Right in the middle of writing one book, I suddenly found the plot for another. My M/M couple becomes M/M/F when they come to the aid of a woman who has vampires chasing her. My vampire lead discovers her past and his intersect, as an incident from his human life (mentioned in the first book) comes back to haunt him. Answering the initial question – can vampires have sex? – led to the second – can vampires have children? – which led to a second book. I even got to re-use the main characters, who I really liked. Yay, less work for me.

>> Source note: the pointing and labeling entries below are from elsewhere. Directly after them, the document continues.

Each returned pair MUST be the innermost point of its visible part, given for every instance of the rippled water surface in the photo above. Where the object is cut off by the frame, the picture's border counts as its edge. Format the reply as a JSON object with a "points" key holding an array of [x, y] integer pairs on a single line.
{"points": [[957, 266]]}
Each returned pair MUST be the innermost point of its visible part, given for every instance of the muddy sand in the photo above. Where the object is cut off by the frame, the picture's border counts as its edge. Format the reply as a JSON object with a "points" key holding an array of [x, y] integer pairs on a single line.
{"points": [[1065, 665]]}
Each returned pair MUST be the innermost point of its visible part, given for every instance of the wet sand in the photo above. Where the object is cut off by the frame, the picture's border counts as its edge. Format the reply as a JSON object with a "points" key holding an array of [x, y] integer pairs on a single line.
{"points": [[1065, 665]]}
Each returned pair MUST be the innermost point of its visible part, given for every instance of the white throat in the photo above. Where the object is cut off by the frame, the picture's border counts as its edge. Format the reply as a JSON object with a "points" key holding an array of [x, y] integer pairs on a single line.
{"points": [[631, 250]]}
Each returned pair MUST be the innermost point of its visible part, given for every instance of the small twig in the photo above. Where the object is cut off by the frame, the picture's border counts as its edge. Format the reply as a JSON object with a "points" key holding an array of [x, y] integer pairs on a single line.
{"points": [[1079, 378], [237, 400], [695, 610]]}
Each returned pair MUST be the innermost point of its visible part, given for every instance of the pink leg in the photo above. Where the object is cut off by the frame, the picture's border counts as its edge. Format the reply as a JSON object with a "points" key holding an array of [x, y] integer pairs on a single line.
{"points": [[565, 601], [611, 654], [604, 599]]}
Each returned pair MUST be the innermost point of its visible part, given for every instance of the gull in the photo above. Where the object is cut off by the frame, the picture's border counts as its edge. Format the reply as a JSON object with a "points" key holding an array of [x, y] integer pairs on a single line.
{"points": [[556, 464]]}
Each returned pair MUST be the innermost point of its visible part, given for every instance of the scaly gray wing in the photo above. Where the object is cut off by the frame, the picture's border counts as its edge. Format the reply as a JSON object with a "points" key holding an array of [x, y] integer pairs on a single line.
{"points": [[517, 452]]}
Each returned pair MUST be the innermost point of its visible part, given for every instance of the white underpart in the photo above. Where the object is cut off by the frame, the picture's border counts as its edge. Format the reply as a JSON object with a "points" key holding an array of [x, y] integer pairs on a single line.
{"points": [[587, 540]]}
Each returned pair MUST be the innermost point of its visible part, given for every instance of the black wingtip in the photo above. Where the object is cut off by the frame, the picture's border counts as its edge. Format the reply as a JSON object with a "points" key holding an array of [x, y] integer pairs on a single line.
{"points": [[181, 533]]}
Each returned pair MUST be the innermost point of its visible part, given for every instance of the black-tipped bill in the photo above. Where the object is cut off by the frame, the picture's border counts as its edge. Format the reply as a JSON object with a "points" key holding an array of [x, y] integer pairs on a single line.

It didn’t end there. I decided to tie off a loose end from the first book by bringing back a cameo character for a subplot. The slayer who destroyed Jeremy’s vampire family only appeared for half a page, but he left a lot of unresolved issues in his wake. He ended up playing a larger part in the sequel than I’d expected. His backstory hit me while I was writing the flashback chapter in Belonging – remember what I said about inspiration while writing? – so I already knew his whos, whats and whys. I just needed a where for him.
And I found it. My muse waylaid me as I was walking across the library parking lot. The sequel had left its own set of loose ends, in particular the other female victims of the book’s vampire conspiracy. One of them meets up with the slayer. Sparks fly and conflicts ensue. I’m currently sweating over the first draft of yet another sequel to what initially started out as a standalone book. Ta-da! My first series.
Tip Three: when an idea hits you, run with it. At one point in the third book, the heroine researches vampire slayers on the Internet. She comes across a reference to the Colt brothers, a family of slayers living in Texas. This was my little shout-out to the Winchesters for starting it all, and to Jared and Jensen, both Texas boys. Then I remembered: Annie Stanton, my retired slayer from the first book, hails from Texas, and she comes from a large family. Was her maiden name Colt? That mob down there could be her nephews, with a few nieces thrown in. Maybe she helped train them, and still sends them leads. Holy Joe, it’s a spinoff!
Tip four: know when to quit. I’m going to leave those ideas on the back burner while I concentrate on getting the other two books into (hopefully) sellable shape. In the meantime, I can always jot notes and ideas as they occur to me. If you’re looking to start your own series and don’t know what to write about, look no further than your current WIP, or maybe a previous book. Odds are the seeds of a series are sitting right in front of you in the form of a character, idea or line of dialogue, just waiting for some inspiration to help them sprout. Happy growing!